We are now and have been in marital counseling since the the more recent pregnancy loss. I've read lots of books on relationships, including Why Marriages Succeed or Fail, Getting the Love You Want, among others. I am clinically depressed and am currently taking Prozac, with my dosage recently increased by my psychiatrist.

 

The fundamentals ways in which we are incompatible are sex and physical intimacy.

 

I don't want to be divorced because it sounds painful and torturous and I'd rather my daughter grow up with both parents married to each other, if at all possible.

 

We've been together for 10 years, living together for 7 of those years and married for 4 of them.

 

I don't know if we can get back to the "good place" we were in before because I was lying to myself about how I felt about him. I didn't know I was lying to myself; I never let myself think about my lack of attraction to him. I have to admit that lying to myself was much easier than what we are going through now.

 

Both pregnancy losses were this year. The more recent one was in July.

 

Right now, the only reasons I'm staying are for my daughter and to avoid hurting my husband, so I certainly realize the importance of making it work if at all possible. It's not like I'm casually tossing aside my marriage at the first sign of trouble.

 

As to whether or not I resent my husband for the pregnancy losses, it's possible, but it's not the foremost problem. My lack of attraction to him predates the pregnancy loss.
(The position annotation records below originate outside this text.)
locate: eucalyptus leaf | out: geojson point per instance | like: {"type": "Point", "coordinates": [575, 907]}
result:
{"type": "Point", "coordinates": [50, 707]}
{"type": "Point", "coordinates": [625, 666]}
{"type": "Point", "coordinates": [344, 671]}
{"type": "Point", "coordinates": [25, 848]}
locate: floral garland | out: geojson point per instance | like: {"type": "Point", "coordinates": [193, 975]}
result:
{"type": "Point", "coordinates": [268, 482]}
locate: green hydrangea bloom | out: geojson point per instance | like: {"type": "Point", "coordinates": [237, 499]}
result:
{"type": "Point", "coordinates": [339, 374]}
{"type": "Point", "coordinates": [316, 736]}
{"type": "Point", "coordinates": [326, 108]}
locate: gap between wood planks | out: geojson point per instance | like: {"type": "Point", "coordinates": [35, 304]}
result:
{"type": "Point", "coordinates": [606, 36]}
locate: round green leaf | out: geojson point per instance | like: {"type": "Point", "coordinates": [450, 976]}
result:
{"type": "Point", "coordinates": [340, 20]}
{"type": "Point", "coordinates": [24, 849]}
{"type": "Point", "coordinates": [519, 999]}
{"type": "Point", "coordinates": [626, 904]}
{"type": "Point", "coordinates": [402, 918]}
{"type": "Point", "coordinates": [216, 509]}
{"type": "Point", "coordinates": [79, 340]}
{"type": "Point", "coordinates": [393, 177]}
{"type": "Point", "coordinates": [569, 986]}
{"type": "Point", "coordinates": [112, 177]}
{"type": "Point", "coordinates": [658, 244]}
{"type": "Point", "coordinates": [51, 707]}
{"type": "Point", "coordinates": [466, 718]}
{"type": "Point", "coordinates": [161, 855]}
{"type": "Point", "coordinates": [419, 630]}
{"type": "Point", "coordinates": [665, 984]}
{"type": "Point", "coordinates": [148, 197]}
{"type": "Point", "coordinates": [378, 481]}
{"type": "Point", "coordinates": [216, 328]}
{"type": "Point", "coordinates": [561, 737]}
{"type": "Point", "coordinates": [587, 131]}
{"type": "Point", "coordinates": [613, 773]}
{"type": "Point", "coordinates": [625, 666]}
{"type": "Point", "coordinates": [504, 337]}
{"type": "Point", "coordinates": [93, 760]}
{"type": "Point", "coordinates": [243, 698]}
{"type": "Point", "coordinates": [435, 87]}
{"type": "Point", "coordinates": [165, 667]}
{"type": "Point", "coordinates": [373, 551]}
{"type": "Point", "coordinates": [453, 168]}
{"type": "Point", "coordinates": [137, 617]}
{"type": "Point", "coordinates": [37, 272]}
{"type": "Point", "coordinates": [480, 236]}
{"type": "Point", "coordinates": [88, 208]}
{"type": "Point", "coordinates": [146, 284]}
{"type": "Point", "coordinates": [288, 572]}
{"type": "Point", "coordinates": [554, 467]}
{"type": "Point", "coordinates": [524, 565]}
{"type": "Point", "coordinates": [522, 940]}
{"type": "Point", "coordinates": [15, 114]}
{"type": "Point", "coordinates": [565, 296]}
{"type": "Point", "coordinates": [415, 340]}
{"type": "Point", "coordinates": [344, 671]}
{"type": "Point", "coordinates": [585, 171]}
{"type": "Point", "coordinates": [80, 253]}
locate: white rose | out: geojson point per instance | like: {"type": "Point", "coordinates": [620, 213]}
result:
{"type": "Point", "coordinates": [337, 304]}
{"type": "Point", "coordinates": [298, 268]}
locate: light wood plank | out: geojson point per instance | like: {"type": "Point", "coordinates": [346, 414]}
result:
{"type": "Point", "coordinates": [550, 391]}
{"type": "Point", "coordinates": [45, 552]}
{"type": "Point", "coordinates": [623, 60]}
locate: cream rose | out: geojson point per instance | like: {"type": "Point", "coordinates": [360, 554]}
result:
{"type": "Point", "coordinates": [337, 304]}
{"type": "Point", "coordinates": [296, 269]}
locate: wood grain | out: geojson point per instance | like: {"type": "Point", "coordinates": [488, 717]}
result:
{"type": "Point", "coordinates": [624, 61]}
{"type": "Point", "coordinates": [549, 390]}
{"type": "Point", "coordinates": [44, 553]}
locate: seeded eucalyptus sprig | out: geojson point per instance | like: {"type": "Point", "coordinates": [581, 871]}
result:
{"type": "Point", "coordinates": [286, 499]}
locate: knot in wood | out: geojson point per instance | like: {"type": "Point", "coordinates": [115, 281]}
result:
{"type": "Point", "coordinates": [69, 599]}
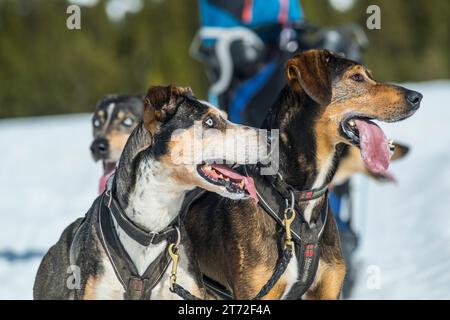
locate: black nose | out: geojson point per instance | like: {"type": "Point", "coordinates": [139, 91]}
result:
{"type": "Point", "coordinates": [414, 99]}
{"type": "Point", "coordinates": [99, 147]}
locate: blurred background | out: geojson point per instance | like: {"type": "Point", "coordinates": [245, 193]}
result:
{"type": "Point", "coordinates": [48, 177]}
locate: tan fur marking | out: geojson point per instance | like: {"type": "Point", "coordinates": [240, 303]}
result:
{"type": "Point", "coordinates": [328, 282]}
I don't know for sure when the lack of attraction started.

 

I hope I covered all the questions. Thanks again for reading and for your responses.

Posted

Sounds to me like you have tried everything....also sounds to me like you know what is best. divorce is never easy and you will affect your daughters life, but your husband sounds like a good man and a good father, so your daughter will not lose him totally.

 

If you are not happy then there is no way to make others happy, If you can't be happy in this marriage, then change......what does MC say about your two?